Так как благодаря отсутствию тех же одиночек на курени ложились тяжелым бременем натуральные повинности и важнейшая из них — поставка куренями провианта на Кордонную линию служащим казакам, то, чтобы облегчить тяжелое положение наличного куренного населения, генерал Кираев распорядился прекратить совсем поставку хлеба на Кордонную линию куреням, а покупать и поставлять служащим казакам провиант на счет войсковых средств. Мера, безусловно, разумная и справедливая, но, к сожалению, не зависевшая от власти Кираева.
В тех же видах ослабления тяжелых повинностей куренного населения Кираев нашел необходимым привлечь к несению этих повинностей часть казачьей старшины. По учету генерала, 600 казачьих старшин получали жалованье, но не служили на Линии, а сидели дома, и притом на лучших землях. На этих чиновников Кираев предложил возложить обязанность поставки по 15 лошадей на каждую почтовую станцию и содержания их на свой счет. Мера опять-таки справедливая, но не зависевшая от воли одного Кираева.
Наконец, Кираев потребовал, чтобы куренные атаманы, бывшие при своих войсковых частях, были распущены по домам в видах поддержки хозяйства и получали бы вместо 40 только 20 рублей жалованья, но занимались бы местными делами и нуждами в куренях.
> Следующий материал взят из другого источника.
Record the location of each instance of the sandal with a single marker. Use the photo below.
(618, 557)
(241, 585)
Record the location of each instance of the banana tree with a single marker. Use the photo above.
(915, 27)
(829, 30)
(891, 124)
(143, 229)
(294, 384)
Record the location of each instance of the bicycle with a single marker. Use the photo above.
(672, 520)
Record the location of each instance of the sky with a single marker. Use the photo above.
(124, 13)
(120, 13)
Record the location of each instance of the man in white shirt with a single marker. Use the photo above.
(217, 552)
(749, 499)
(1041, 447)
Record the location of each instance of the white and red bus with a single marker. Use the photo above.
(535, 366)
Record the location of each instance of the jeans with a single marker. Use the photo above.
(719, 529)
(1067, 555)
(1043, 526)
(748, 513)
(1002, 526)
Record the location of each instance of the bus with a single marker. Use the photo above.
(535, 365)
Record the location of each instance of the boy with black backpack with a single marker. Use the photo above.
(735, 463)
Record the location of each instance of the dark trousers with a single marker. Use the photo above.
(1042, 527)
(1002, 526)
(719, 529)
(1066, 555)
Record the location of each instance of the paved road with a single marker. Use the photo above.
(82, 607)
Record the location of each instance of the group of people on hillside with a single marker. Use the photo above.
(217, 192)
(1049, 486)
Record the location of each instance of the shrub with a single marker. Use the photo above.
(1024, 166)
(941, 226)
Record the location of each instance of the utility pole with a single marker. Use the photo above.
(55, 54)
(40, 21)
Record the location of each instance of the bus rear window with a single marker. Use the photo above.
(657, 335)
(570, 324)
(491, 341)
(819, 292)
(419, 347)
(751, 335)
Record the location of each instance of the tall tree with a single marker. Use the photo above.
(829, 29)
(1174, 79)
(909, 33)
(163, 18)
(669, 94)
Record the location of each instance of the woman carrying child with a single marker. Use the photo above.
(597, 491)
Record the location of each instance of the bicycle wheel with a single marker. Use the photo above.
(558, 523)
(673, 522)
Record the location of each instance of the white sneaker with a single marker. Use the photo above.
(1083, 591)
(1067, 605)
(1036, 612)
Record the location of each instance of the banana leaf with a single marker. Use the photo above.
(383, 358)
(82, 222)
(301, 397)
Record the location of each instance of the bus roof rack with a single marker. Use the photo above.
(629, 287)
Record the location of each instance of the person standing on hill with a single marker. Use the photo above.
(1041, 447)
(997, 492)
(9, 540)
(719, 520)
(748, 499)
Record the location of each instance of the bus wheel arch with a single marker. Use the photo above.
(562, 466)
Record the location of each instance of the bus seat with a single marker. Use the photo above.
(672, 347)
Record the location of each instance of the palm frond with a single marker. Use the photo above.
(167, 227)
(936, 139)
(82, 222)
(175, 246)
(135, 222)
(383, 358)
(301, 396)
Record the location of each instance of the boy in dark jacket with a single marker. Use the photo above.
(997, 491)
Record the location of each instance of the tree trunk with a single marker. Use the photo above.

Все это, конечно, свидетельствовало о том, что генерал Кираев принимал близко к сердцу интересы войска и рядового казачества. И пока генерал стоял на этой почве, за ним чувствовалась сила. Но с первых же шагов своей деятельности Кираев поставил себя по отношению к войсковой администрации не только во враждебное, но и в фальшивое положение требованиями, превышавшими его полномочия. Так, считая себя главным лицом в войске, он 11 мая сделал выговор членам войсковой канцелярии и атаману Бурсаку за то, что они не явились к нему из церкви для поздравления с праздником, как требовала того, по его мнению, вежливость в отношениях как подполковника Бурсака к генерал-лейтенанту Кираеву. Вместе с тем он указал на плохое состояние постов и строений в них, мешая личные свои счеты с делами общегосударственного значения. Несколькими днями раньше, 6 мая, Кираев настоял на том, чтобы войсковая канцелярия послала капитану Ляху бумагу, в которой говорилось, что «генерал-лейтенат Кираев заметил нерадение к службе войскового атамана Бурсака и приказал привести в порядок пограничную службу и укрепления».